The next experiment is for the sphere model, where the tangent spaces of adjacent triangles and vertices are expected to be very similar due to the inherent geometry of a sphere. Figure 9 shows the result of this experiment. Although the orthonormality errors were smaller compared to those in the cow model, they remained non-negligible. The first column displays a close-up view, featuring the bright, thick axes representing the tangent spaces obtained with our method, alongside the dark, thin axes obtained with either the linear method or Mikkelsen’s method. Mikkelsen’s method exhibits lower orthonormality errors than the linear method.

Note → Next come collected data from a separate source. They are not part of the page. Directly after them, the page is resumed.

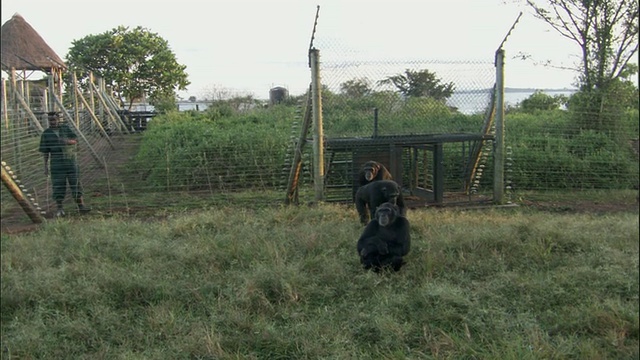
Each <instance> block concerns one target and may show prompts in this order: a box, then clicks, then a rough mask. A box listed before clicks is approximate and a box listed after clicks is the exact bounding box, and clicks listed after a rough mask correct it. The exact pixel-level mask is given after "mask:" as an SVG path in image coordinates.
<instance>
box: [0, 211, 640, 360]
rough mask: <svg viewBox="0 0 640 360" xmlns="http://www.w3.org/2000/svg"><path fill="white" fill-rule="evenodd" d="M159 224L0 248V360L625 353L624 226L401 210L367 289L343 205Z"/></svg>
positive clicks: (235, 358) (215, 214) (199, 216)
mask: <svg viewBox="0 0 640 360" xmlns="http://www.w3.org/2000/svg"><path fill="white" fill-rule="evenodd" d="M162 216H163V219H162V220H158V221H140V220H135V219H131V218H126V219H125V218H117V217H116V218H108V217H105V218H101V217H99V216H98V217H94V218H90V219H87V220H85V221H84V222H82V223H80V222H78V221H76V220H73V219H71V220H61V221H57V222H50V223H48V224H47V225H46V226H44V227H43V228H42V229H40V230H39V231H38V232H37V233H31V234H23V235H11V236H9V235H2V249H1V250H2V264H1V266H2V268H1V270H2V272H1V284H2V298H1V300H2V305H1V306H2V307H1V316H2V326H1V329H2V358H3V359H4V358H6V359H9V358H21V359H26V358H91V359H100V358H122V359H133V358H135V359H189V358H197V359H236V358H238V359H239V358H242V359H247V358H249V359H250V358H255V359H258V358H263V359H291V358H295V359H304V358H308V359H316V358H341V359H347V358H389V359H391V358H393V359H403V358H414V359H418V358H420V359H427V358H452V359H454V358H455V359H461V358H478V359H489V358H501V359H540V358H545V359H551V358H573V359H596V358H616V359H625V358H637V357H638V356H639V351H638V346H639V339H638V337H639V323H638V316H639V307H638V294H639V285H638V281H639V277H638V256H639V254H638V235H639V234H638V226H639V224H638V213H637V211H636V212H630V213H629V212H627V213H616V214H604V215H593V214H571V213H562V214H558V213H545V212H537V211H534V210H528V209H503V210H495V209H494V210H482V211H458V210H437V209H425V210H414V211H410V212H409V214H408V217H409V220H410V221H411V224H412V236H413V244H412V250H411V253H410V254H409V256H408V258H407V260H408V264H407V265H406V267H404V268H403V269H402V270H401V271H400V272H399V273H395V274H379V275H377V274H373V273H369V272H365V271H363V270H362V269H361V268H360V266H359V263H358V260H357V257H356V252H355V242H356V240H357V237H358V235H359V233H360V231H361V229H362V227H361V226H360V225H358V221H357V215H356V213H355V211H354V209H352V208H351V207H343V206H340V205H319V206H317V207H311V208H309V207H271V208H262V209H255V210H249V209H245V208H231V207H226V208H218V209H203V210H201V211H198V212H194V213H186V212H185V213H179V214H178V213H174V214H169V215H168V216H167V214H164V213H163V214H162ZM265 228H269V229H270V230H269V232H268V233H265V231H264V230H263V229H265Z"/></svg>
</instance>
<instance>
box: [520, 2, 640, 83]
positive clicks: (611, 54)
mask: <svg viewBox="0 0 640 360" xmlns="http://www.w3.org/2000/svg"><path fill="white" fill-rule="evenodd" d="M526 3H527V5H528V6H529V7H530V8H532V9H533V11H534V12H535V14H536V16H537V17H538V18H540V19H542V20H543V21H545V22H546V23H547V24H549V25H550V26H551V27H552V28H553V29H554V30H556V31H557V32H558V33H559V34H560V35H562V36H564V37H566V38H568V39H570V40H572V41H574V42H576V43H577V44H578V45H579V46H580V49H581V51H582V60H581V66H580V68H579V69H578V70H579V71H580V74H581V75H580V86H581V89H583V90H586V91H589V90H592V89H596V88H598V89H606V88H607V86H608V85H609V83H610V82H611V81H613V80H615V79H618V78H619V77H620V76H621V75H622V74H624V72H625V70H626V67H627V64H628V63H629V61H630V60H631V59H633V58H635V57H637V53H638V1H637V0H548V4H547V5H546V6H542V5H538V1H534V0H526Z"/></svg>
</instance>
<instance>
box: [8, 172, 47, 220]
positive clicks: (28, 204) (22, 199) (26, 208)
mask: <svg viewBox="0 0 640 360" xmlns="http://www.w3.org/2000/svg"><path fill="white" fill-rule="evenodd" d="M1 168H2V183H3V184H4V186H6V187H7V190H9V192H10V193H11V195H12V196H13V198H14V199H16V201H17V202H18V204H20V207H21V208H22V210H24V212H25V213H26V214H27V216H29V218H30V219H31V221H33V222H34V223H35V224H41V223H43V222H44V218H43V217H42V216H41V215H40V214H39V213H38V211H37V210H36V209H35V208H34V207H33V206H32V205H31V203H30V202H29V200H27V199H26V198H25V197H24V194H23V193H22V190H21V189H20V187H19V186H18V185H17V184H16V183H15V182H14V181H13V179H12V178H11V176H10V175H9V173H8V172H7V170H5V169H4V166H2V167H1Z"/></svg>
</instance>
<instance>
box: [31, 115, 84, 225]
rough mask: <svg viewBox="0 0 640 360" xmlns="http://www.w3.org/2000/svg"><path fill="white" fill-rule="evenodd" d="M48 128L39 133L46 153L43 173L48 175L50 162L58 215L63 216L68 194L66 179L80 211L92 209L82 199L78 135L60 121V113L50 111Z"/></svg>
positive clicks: (53, 197) (72, 194)
mask: <svg viewBox="0 0 640 360" xmlns="http://www.w3.org/2000/svg"><path fill="white" fill-rule="evenodd" d="M48 115H49V128H48V129H46V130H45V131H44V132H43V133H42V135H41V136H40V148H39V151H40V152H41V153H42V154H43V155H44V174H45V176H49V164H50V165H51V182H52V185H53V199H54V200H55V202H56V206H57V211H56V216H57V217H60V216H64V215H65V213H64V210H63V208H62V202H63V201H64V198H65V196H66V194H67V182H68V183H69V187H70V189H71V196H73V199H74V200H75V201H76V204H77V205H78V210H80V212H83V213H84V212H89V211H91V209H90V208H89V207H87V206H86V205H85V204H84V200H83V199H82V186H81V184H80V177H79V175H80V174H79V173H80V171H79V168H78V164H77V162H76V152H77V151H76V148H77V144H78V136H77V135H76V134H75V133H74V132H73V130H71V129H70V128H69V126H68V125H66V124H61V123H60V114H59V113H57V112H55V111H53V112H49V113H48Z"/></svg>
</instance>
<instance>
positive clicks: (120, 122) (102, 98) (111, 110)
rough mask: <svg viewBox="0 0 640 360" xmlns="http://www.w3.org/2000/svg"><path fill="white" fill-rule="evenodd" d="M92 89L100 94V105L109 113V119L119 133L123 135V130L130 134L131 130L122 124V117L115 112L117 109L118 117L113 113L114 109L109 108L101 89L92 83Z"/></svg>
mask: <svg viewBox="0 0 640 360" xmlns="http://www.w3.org/2000/svg"><path fill="white" fill-rule="evenodd" d="M91 88H92V89H93V90H94V91H95V92H97V93H98V100H100V104H102V108H103V109H105V110H106V111H107V114H108V115H109V118H110V119H111V121H112V122H113V123H114V124H115V125H116V127H117V128H118V131H119V132H120V133H121V134H122V133H123V130H122V129H123V128H124V131H126V132H127V133H129V130H128V129H127V127H126V126H125V125H124V124H123V123H122V119H121V118H120V116H119V115H118V112H117V111H115V109H114V110H113V111H114V112H115V113H116V115H115V116H114V115H113V113H112V109H111V107H110V106H109V104H107V102H106V101H105V99H104V97H103V96H105V94H104V93H103V92H102V91H100V89H98V88H97V87H96V86H95V85H94V84H93V83H91Z"/></svg>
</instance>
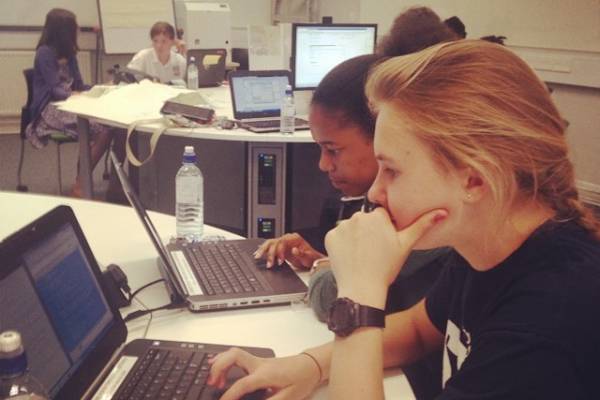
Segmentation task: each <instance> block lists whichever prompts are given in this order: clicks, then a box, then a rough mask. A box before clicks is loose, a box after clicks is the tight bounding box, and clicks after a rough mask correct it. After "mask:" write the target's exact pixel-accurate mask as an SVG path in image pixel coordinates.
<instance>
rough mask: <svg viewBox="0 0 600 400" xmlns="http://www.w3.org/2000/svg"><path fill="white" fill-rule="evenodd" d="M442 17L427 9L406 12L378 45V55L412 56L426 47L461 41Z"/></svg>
mask: <svg viewBox="0 0 600 400" xmlns="http://www.w3.org/2000/svg"><path fill="white" fill-rule="evenodd" d="M460 38H462V36H460V35H458V34H457V33H456V32H454V31H453V30H452V29H450V27H448V26H447V25H446V24H444V23H442V21H441V20H440V17H439V16H438V15H437V14H436V13H435V12H434V11H432V10H431V9H430V8H427V7H415V8H410V9H408V10H406V11H404V12H403V13H402V14H400V15H398V16H397V17H396V19H395V20H394V22H393V24H392V27H391V28H390V31H389V33H388V34H387V35H385V36H384V37H383V38H382V39H381V40H380V42H379V43H378V45H377V50H376V53H377V54H379V55H380V56H383V57H393V56H397V55H403V54H410V53H414V52H416V51H419V50H422V49H424V48H425V47H428V46H431V45H434V44H437V43H441V42H447V41H449V40H456V39H460Z"/></svg>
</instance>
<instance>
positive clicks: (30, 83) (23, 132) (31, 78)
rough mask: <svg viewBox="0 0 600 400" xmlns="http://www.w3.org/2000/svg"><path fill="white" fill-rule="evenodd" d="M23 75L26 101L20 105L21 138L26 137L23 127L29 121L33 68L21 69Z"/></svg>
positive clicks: (30, 114) (27, 123) (26, 127)
mask: <svg viewBox="0 0 600 400" xmlns="http://www.w3.org/2000/svg"><path fill="white" fill-rule="evenodd" d="M23 76H24V77H25V83H26V84H27V103H25V105H24V106H23V107H21V132H20V134H21V139H23V140H24V139H26V137H25V129H26V128H27V125H29V123H30V122H31V110H30V108H31V102H32V101H33V68H26V69H24V70H23Z"/></svg>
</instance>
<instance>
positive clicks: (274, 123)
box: [229, 70, 310, 133]
mask: <svg viewBox="0 0 600 400" xmlns="http://www.w3.org/2000/svg"><path fill="white" fill-rule="evenodd" d="M289 84H290V72H289V71H286V70H275V71H232V72H231V73H230V74H229V90H230V91H231V103H232V105H233V116H234V118H235V119H236V120H238V121H240V125H241V126H242V128H245V129H248V130H249V131H252V132H257V133H265V132H279V130H280V125H281V103H282V101H283V97H284V96H285V88H286V86H287V85H289ZM295 129H296V130H302V129H310V127H309V125H308V121H306V120H304V119H301V118H296V120H295Z"/></svg>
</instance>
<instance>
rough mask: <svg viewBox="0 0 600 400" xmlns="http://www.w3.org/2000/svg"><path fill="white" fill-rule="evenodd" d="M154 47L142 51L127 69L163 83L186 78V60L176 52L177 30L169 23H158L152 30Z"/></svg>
mask: <svg viewBox="0 0 600 400" xmlns="http://www.w3.org/2000/svg"><path fill="white" fill-rule="evenodd" d="M150 38H151V39H152V47H151V48H148V49H143V50H140V51H139V52H138V53H137V54H136V55H135V56H133V58H132V60H131V61H130V62H129V64H127V68H130V69H134V70H137V71H141V72H144V73H146V74H148V75H151V76H153V77H155V78H156V79H157V80H159V81H160V82H162V83H167V82H170V81H172V80H175V79H180V80H183V79H184V78H185V69H186V60H185V57H183V56H182V55H181V54H179V53H177V52H175V49H174V47H176V46H177V47H178V41H177V39H176V37H175V29H174V28H173V26H172V25H171V24H169V23H168V22H157V23H155V24H154V25H152V28H151V29H150Z"/></svg>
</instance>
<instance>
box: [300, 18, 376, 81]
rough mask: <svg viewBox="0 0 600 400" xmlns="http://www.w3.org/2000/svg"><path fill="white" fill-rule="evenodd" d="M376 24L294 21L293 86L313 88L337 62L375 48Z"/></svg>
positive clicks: (363, 53)
mask: <svg viewBox="0 0 600 400" xmlns="http://www.w3.org/2000/svg"><path fill="white" fill-rule="evenodd" d="M376 39H377V25H376V24H293V25H292V81H293V86H294V89H296V90H303V89H315V88H316V87H317V85H318V84H319V82H321V79H323V77H324V76H325V75H326V74H327V73H328V72H329V71H331V69H333V68H334V67H335V66H336V65H338V64H339V63H341V62H342V61H345V60H347V59H349V58H352V57H356V56H360V55H363V54H371V53H373V52H374V51H375V41H376Z"/></svg>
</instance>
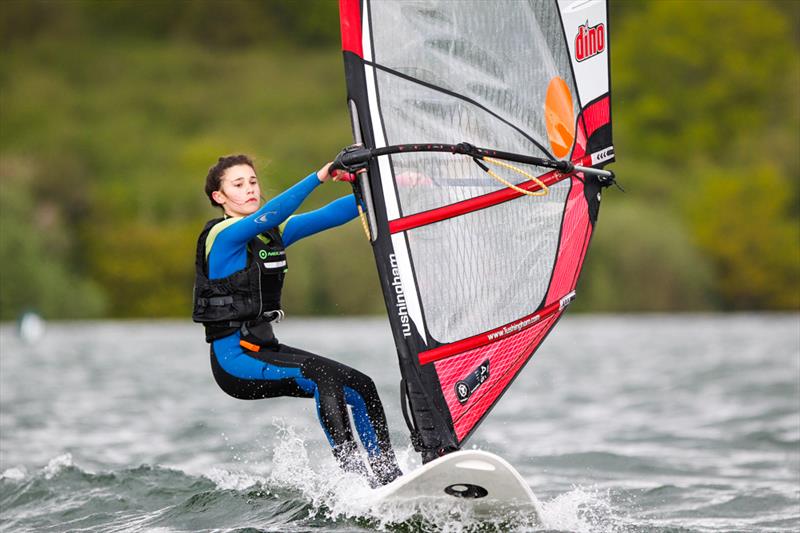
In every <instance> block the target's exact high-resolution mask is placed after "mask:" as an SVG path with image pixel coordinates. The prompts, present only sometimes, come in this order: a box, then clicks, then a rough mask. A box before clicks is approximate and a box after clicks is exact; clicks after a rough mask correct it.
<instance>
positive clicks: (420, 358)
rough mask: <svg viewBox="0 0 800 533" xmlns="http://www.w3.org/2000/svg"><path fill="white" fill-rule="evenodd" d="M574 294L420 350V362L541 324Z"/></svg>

For a triangular mesh without vertex-normal vectors, our shape-matching method can generate normal vectors in addition to tangent and bitangent vectors. In the case of a smooth triangular mesh, the generated normal vectors are satisfactory, as illustrated in the sphere model shown in Figure 10a. The normal vectors provided with the mesh were discarded, and new ones were computed using both our shape-matching method and the linear method. The differences $\parallel {\mathbf{n}}_s-{\mathbf{n}}_l\parallel$ are overlaid onto the surface. However, normal vectors for sharp features are less satisfactory, as demonstrated in Figure 10b. It is important to note that the normal vector depends solely on the underlying geometry and is not influenced by the texture map. Consequently, we recommend using the average of face normals, as was done in the linear method, to compute the normal vectors. Our method can then be applied to obtain orthonormal tangent spaces for the constrained normal vectors.

5. Conclusions

In this paper, we have developed an intuitive yet rigorous method for computing per-vertex tangent spaces in a triangular mesh with texture coordinates. Our method utilizes least-squares estimation of rigid transformation to align the 1-ring neighbor vertices of a vertex in texture space with the corresponding vertices in world space. One notable advantage of our method is its inherent generation of orthonormal tangent spaces, eliminating the need for the intricate operations, such as averaging and orthonormalization, required in the previous methods [2,3,5]. In addition, we have introduced a novel approach for aligning texture space triangles to address seams inherent in texture mapping to a closed surface mesh. This approach also employs least-squares estimation of rigid transformations in texture space to align both sides of every seam as closely as possible. To our knowledge, texture space alignment for seams has been introduced for the first time in this paper. Furthermore, it can be used to average tangent spaces in the previous methods. Currently, our method deals with triangular meshes only, but it can potentially be extended to polygonal meshes by modifying the weights for the least-squares estimation process.